Noch heute ist es Brauch, die Nacht vorher durchzuwachen und bis zum Morgengrauen die Tora zu lesen, die den Juden damals von Gott gegeben wurde. Tel Aviv, die Stadt, die niemals schläft, ist zwar eher für ihre Partys bekannt als für ihre Gottesfürchtigkeit. Doch auch hier sitzen in dieser Nacht überall Menschen zusammen und diskutieren, nicht nur Religiöses, sondern auch gesellschaftliche und philosophische Themen.
Wachbleiben als Wiedergutmachtung
Tikkun Leil Schawuot wird das genannt. Tikkun bedeutet Wiedergutmachung - das hat mit jener Nacht vor Schawuot am Berg Sinai zu tun. Die Tora sollte dem jüdischen Volk in den frühen Morgenstunden des 6. Siwan im jüdischen Kalender übergeben werden. Wie es weiterging, weiß Rabbi Arie Konstantin:
"Keiner war da! Alle schliefen. Als ob sie den Schlummerknopf am Wecker gedrückt haben, Moses sagte: "Um Gottes willen, wo sind denn alle?" Er rannte umher, schrie: "Leute, aufstehen, es ist an der Zeit! Kommt, kommt!" Wir möchten also einen Tikkun machen, wir möchten es wiedergutmachen, deshalb sagen wir: Wir gehen noch nicht einmal ins Bett in jener Nacht, wir werden die Tora die ganze Nacht durch lernen und beim ersten Morgengrauen gehen wir beten, lesen die Zehn Gebote in der Tora. Das ist eine Wiedergutmachung."
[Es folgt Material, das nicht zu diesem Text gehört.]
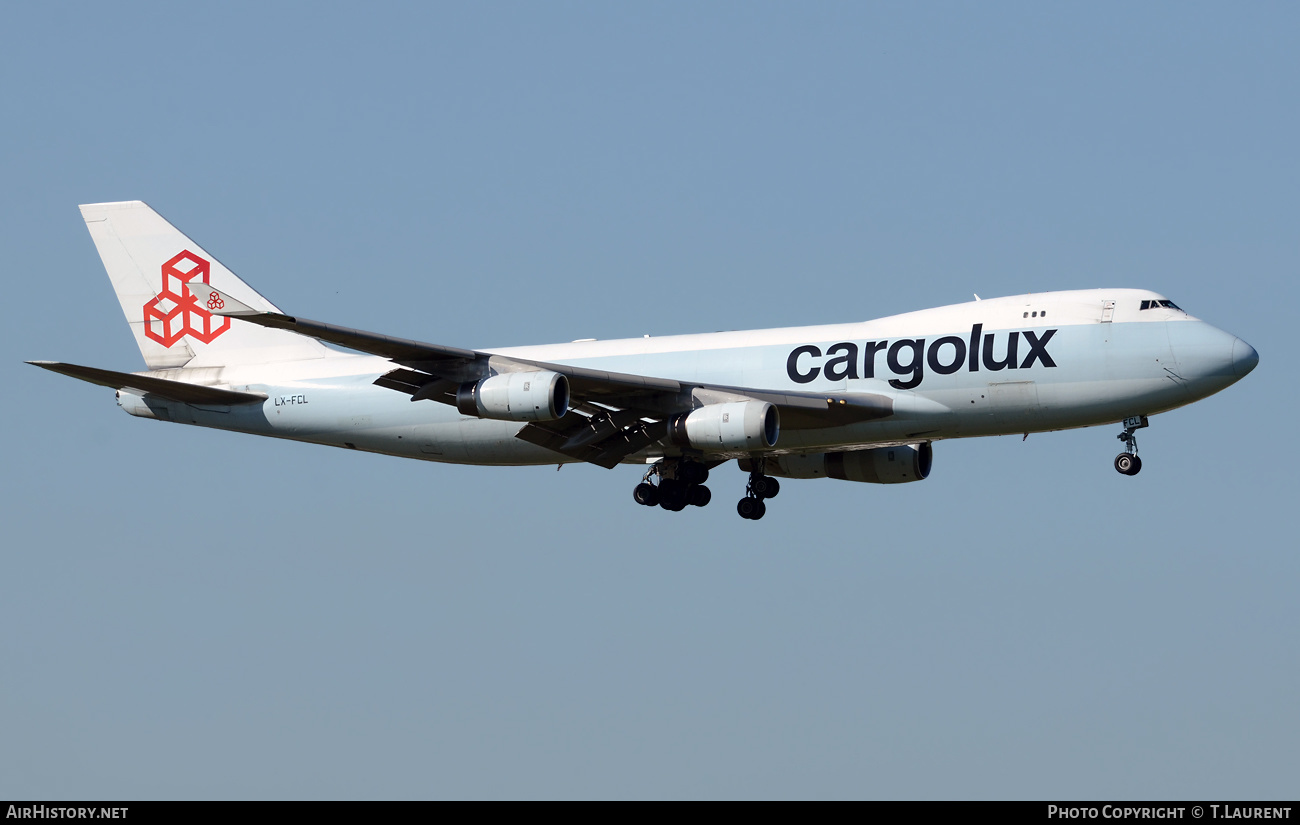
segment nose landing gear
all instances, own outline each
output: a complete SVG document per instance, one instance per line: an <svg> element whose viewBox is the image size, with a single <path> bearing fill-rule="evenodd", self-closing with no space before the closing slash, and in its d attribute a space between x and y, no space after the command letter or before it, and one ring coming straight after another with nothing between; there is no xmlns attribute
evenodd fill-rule
<svg viewBox="0 0 1300 825"><path fill-rule="evenodd" d="M1135 415L1124 419L1124 432L1115 436L1124 442L1124 452L1115 456L1115 469L1126 476L1135 476L1142 470L1142 459L1138 458L1137 436L1143 427L1150 426L1145 415Z"/></svg>

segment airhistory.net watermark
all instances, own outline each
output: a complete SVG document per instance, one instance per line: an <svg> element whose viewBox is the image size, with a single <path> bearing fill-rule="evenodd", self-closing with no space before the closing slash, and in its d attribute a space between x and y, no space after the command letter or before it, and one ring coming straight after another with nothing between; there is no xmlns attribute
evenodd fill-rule
<svg viewBox="0 0 1300 825"><path fill-rule="evenodd" d="M71 808L65 805L10 805L5 819L126 819L126 808Z"/></svg>

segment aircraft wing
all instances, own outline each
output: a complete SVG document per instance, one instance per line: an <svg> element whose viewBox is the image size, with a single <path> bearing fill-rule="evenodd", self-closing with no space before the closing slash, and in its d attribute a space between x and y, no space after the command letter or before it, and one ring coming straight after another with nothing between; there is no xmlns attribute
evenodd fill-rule
<svg viewBox="0 0 1300 825"><path fill-rule="evenodd" d="M260 312L239 304L207 284L189 284L204 303L224 305L213 312L252 324L285 329L393 362L393 369L375 383L404 392L412 401L437 401L455 406L461 384L503 372L549 370L569 381L571 407L562 418L532 422L518 438L558 453L613 467L668 433L674 415L706 404L766 401L789 429L819 429L892 415L893 399L878 393L813 393L764 390L678 381L647 375L606 372L566 364L551 364L477 350L428 344L374 332L312 321L275 312Z"/></svg>
<svg viewBox="0 0 1300 825"><path fill-rule="evenodd" d="M260 404L266 400L266 394L260 392L238 392L217 387L205 387L202 384L190 384L185 381L172 381L167 378L151 378L147 375L135 375L129 372L113 372L97 367L83 367L78 364L64 364L60 361L28 361L34 367L57 372L72 378L80 378L101 387L115 390L132 390L142 395L156 395L171 401L185 404Z"/></svg>

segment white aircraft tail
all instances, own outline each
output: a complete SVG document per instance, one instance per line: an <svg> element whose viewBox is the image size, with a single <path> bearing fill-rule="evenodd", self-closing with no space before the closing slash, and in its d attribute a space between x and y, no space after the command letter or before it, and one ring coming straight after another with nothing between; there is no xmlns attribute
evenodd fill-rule
<svg viewBox="0 0 1300 825"><path fill-rule="evenodd" d="M122 312L149 369L321 358L314 338L213 315L187 284L211 284L249 307L279 312L142 201L81 207Z"/></svg>

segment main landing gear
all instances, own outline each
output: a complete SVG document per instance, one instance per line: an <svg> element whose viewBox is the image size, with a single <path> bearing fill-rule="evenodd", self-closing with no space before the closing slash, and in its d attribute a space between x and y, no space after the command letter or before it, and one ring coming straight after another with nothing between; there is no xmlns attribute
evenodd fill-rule
<svg viewBox="0 0 1300 825"><path fill-rule="evenodd" d="M781 492L781 482L768 475L763 475L763 459L754 461L754 470L749 474L749 484L745 485L745 497L736 504L736 512L743 519L758 521L767 515L767 505L763 499L776 498Z"/></svg>
<svg viewBox="0 0 1300 825"><path fill-rule="evenodd" d="M753 467L749 483L745 485L745 497L736 504L736 512L743 519L758 521L767 513L765 500L776 498L781 492L781 482L763 473L761 458L754 460ZM656 479L658 483L652 483ZM658 506L671 512L692 506L704 507L713 499L709 488L704 486L708 480L709 468L704 464L690 459L666 458L646 471L641 483L632 491L632 498L637 504Z"/></svg>
<svg viewBox="0 0 1300 825"><path fill-rule="evenodd" d="M658 476L658 486L650 479ZM713 493L704 482L709 480L709 468L698 461L660 461L646 471L641 483L632 491L637 504L678 512L687 506L705 507L713 500Z"/></svg>
<svg viewBox="0 0 1300 825"><path fill-rule="evenodd" d="M1142 470L1142 459L1138 458L1138 441L1134 435L1147 424L1145 415L1135 415L1124 419L1124 432L1115 436L1124 442L1124 452L1115 456L1115 469L1126 476L1135 476Z"/></svg>

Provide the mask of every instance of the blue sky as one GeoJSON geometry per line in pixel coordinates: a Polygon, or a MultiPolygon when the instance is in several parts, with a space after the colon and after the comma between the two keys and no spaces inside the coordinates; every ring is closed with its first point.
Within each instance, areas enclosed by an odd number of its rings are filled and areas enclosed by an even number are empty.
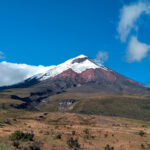
{"type": "Polygon", "coordinates": [[[0,61],[50,66],[80,54],[96,58],[102,51],[108,55],[104,65],[150,84],[150,12],[139,3],[149,5],[137,0],[0,1],[0,61]],[[127,17],[130,31],[123,39],[128,30],[124,22],[118,29],[123,10],[134,12],[136,6],[139,14],[127,17]]]}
Milch, Speiseeis und Käsekuchen
Und am nächsten Tag dann wird gefeiert, mit jeder Menge Käse, Aufläufen und Käsekuchen. In den Wochen zuvor hängen überall in Israel riesige Werbeplakate der Molkereien im Land. Welche Zeitung man auch aufschlägt, überall ist Käse im Angebot. Doch was haben Milchspeisen mit dem Erhalt der Tora und den zehn Geboten zu tun?
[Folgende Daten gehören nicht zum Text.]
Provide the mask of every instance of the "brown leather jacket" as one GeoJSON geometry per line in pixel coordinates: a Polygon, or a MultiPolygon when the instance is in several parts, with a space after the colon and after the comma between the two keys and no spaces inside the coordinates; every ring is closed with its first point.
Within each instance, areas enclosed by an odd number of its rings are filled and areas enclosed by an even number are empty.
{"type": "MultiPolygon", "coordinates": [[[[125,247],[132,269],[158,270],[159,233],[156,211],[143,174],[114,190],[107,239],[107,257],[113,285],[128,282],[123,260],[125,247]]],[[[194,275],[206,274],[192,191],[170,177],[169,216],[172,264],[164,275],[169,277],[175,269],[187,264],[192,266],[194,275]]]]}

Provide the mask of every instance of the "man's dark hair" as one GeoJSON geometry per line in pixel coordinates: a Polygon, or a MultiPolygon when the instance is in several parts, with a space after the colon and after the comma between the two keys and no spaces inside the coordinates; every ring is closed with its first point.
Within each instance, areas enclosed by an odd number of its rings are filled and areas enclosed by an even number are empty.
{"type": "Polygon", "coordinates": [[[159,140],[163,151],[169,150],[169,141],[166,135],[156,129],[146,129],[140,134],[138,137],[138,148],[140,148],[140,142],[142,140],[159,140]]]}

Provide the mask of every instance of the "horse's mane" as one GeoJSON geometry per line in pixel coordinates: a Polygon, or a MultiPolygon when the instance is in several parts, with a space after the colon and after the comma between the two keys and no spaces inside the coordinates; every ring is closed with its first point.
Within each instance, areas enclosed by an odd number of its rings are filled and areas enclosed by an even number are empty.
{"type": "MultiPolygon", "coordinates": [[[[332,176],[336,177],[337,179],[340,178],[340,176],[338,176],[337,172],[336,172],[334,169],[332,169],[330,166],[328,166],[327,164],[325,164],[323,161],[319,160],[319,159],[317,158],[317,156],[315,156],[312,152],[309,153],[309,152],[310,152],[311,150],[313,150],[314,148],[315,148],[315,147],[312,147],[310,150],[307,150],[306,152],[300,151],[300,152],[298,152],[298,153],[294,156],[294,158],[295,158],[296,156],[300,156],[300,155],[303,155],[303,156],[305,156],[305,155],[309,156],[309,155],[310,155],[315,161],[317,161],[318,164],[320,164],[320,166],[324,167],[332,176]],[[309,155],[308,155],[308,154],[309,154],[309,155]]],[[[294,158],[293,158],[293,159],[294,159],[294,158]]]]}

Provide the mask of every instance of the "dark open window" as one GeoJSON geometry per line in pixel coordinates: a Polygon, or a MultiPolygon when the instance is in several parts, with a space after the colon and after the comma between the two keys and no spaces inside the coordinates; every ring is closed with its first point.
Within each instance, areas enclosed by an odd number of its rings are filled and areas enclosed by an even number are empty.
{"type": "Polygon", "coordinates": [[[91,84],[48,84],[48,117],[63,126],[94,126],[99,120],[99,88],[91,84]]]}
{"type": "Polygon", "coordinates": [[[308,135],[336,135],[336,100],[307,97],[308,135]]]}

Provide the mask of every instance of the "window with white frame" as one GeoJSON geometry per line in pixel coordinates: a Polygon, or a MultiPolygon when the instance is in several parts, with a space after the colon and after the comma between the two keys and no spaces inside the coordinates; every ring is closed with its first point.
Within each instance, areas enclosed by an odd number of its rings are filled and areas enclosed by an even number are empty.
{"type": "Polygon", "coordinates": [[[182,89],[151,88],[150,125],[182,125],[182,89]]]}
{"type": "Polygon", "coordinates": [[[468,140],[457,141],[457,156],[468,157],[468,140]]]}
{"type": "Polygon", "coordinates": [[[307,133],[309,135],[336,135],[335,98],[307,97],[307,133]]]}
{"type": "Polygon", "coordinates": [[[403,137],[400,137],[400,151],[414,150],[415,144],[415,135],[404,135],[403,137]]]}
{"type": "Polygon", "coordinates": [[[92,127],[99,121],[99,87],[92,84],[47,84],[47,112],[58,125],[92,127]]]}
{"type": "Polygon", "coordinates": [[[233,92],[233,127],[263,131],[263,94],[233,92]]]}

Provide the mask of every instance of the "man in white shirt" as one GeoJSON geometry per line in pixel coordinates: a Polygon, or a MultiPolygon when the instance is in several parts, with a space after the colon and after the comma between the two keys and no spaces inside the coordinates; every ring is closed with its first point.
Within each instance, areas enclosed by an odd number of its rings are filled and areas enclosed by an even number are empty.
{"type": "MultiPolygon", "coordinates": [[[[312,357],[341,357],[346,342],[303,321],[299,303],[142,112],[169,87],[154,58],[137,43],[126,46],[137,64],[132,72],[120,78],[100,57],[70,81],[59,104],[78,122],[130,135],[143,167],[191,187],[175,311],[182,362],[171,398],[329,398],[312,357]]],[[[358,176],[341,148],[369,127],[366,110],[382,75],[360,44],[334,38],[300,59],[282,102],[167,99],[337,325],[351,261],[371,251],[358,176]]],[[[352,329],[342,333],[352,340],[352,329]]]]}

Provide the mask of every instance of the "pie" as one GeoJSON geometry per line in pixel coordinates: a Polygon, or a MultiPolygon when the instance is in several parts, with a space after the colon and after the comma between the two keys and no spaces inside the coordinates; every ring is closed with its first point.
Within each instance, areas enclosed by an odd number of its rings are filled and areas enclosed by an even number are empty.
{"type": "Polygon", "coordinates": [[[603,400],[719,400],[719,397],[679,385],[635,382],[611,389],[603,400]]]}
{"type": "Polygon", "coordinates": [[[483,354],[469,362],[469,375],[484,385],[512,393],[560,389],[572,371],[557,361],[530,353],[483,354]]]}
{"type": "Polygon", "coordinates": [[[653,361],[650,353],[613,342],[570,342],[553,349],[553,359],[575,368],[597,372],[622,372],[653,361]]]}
Für diesen Brauch gibt es nicht den einen wahren Grund, wohl aber mehrere Theorien, sagt Rabbi Konstantyn. Zum Beispiel die, dass bis zu jenem Zeitpunkt die Speisevorschriften eher als Brauch gehandhabt wurden. Tiere zu schächten und das Fleisch koscher zuzubereiten, war so kompliziert, dass man lieber auf die genauen schriftlichen Regeln warten wollte, und kurz davor lieber Milchprodukte aß.
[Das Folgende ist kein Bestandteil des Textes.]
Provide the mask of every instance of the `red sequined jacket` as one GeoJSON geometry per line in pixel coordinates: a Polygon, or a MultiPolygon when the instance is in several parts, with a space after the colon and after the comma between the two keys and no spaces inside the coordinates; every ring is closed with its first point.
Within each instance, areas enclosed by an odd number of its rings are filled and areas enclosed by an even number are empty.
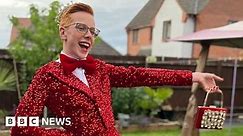
{"type": "Polygon", "coordinates": [[[191,85],[192,72],[122,67],[96,60],[97,70],[86,74],[87,87],[58,62],[41,67],[23,96],[16,116],[40,116],[43,107],[57,117],[70,117],[64,129],[13,127],[12,136],[118,136],[111,107],[111,87],[191,85]]]}

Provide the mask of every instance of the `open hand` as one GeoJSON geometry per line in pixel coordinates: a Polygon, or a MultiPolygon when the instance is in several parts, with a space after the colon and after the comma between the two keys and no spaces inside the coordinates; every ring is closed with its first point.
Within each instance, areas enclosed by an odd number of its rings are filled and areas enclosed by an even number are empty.
{"type": "Polygon", "coordinates": [[[212,73],[201,73],[193,72],[192,73],[192,82],[198,82],[203,89],[208,92],[222,92],[219,87],[216,85],[216,81],[223,81],[224,79],[216,76],[212,73]]]}

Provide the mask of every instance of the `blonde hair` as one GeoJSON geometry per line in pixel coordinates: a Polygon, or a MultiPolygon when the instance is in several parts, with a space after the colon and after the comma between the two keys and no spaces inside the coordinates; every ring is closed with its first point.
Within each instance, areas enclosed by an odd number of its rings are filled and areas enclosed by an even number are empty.
{"type": "Polygon", "coordinates": [[[68,6],[65,6],[64,9],[62,9],[57,17],[58,25],[65,26],[69,23],[71,23],[71,17],[70,15],[75,12],[87,12],[91,15],[94,15],[93,9],[84,3],[73,3],[68,6]]]}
Rabbi Konstantyn kennt noch eine andere Theorie: "Es gibt den Vers: "Milch und Honig unter Deiner Zunge." Es steht also für das Süße. Und wenn wir einem Kind die Tora beibringen, dann bekommt es ein bisschen Honig, damit das Studium versüßt wird. Milch ist auch süß, und deshalb essen wir Milchprodukte, weil wir damit das Studium der Tora an Schawuot verbinden."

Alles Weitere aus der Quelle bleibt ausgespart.